I’ve been digging out children’s song collections, some which go back over forty years, after being asked to teach KS3 music at the school I work part-time in. Although I’ve taken the odd music lesson over the past few years my main subjects have been DT and Science so, despite my extra-curricular preoccupations, I need plenty of preparation. As part of these researches I came across ‘Leave Your Sleep’, a double CD and book by Natalie Merchant, which includes 26 poems written for or about children that she has set to music. The quality of the work, both the book which includes biographies of the poets and the musical arrangements, is extremely high and often delightful. Some of the songs I may use at school, especially the more light-hearted ones including some nonsense rhymes by Edward Lear and e.e.cummings, etc.

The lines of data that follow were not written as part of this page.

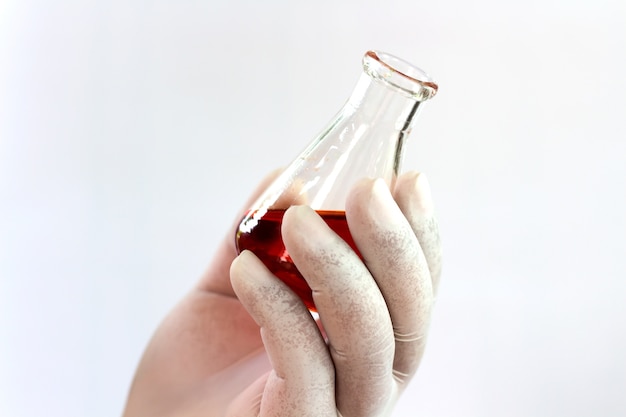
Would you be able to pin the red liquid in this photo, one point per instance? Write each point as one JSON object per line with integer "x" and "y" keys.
{"x": 265, "y": 241}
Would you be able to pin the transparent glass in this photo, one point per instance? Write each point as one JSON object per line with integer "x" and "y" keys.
{"x": 365, "y": 139}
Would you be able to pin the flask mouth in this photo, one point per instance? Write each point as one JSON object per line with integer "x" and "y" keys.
{"x": 399, "y": 74}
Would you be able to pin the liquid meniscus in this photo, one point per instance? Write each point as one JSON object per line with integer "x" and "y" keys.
{"x": 264, "y": 239}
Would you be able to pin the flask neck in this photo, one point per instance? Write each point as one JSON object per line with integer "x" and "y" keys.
{"x": 383, "y": 105}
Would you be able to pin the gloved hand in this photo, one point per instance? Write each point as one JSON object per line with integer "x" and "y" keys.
{"x": 208, "y": 357}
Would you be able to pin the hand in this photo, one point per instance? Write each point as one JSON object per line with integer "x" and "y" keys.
{"x": 208, "y": 357}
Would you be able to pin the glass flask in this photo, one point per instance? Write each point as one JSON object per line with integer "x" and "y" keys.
{"x": 365, "y": 139}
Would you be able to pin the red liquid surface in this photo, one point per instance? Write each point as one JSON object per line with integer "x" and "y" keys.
{"x": 265, "y": 241}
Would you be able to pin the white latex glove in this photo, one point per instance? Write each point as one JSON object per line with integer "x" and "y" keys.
{"x": 207, "y": 358}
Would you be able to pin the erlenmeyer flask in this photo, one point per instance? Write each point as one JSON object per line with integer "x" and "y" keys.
{"x": 365, "y": 139}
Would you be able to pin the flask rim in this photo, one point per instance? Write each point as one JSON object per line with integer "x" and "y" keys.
{"x": 399, "y": 74}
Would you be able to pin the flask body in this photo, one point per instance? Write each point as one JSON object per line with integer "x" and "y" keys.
{"x": 365, "y": 139}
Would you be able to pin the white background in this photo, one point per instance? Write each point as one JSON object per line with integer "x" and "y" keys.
{"x": 132, "y": 131}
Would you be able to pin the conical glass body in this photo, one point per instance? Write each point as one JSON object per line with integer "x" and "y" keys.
{"x": 365, "y": 139}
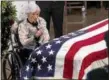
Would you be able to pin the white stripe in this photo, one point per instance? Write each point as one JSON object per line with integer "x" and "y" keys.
{"x": 94, "y": 24}
{"x": 83, "y": 52}
{"x": 95, "y": 65}
{"x": 67, "y": 45}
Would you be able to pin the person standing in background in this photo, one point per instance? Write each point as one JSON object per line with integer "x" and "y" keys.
{"x": 54, "y": 9}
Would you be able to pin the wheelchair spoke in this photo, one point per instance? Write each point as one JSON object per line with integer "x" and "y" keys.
{"x": 10, "y": 77}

One of the poems, ‘The King Of China’s Daughter’ by Edith Sitwell, has also been set to music by myself, though I added some extra lines to make it more of a story and also doubled up some others to produce a chorus. I also used this device on a couple of other poems; ‘A Ship Sails up to Bideford’ by Herbert Asquith (the son of one-time Liberal Prime Minister) and ‘The Scarecrow’ by Michael Franklin (not to be confused with poems of the same title by Walter de la Mare and Khalil Gibran. The one by Gibran is a little gem, by the way:
Once I said to a scarecrow, ‘You must be
tired of standing in this lonely field.’
And he said, ‘The joy of scaring is
a deep and lasting one, and I never tire of it.’
Said I, after a minute of thought,
‘It is true; for I too have known that joy.’
Said he, ‘Only those who are
stuffed with straw can know it.’
Then I left him, not knowing
whether he had complimented or belittled me.
A year passed, during which the scarecrow
turned philosopher.
And when I passed by him again I
saw two crows building a nest under his hat.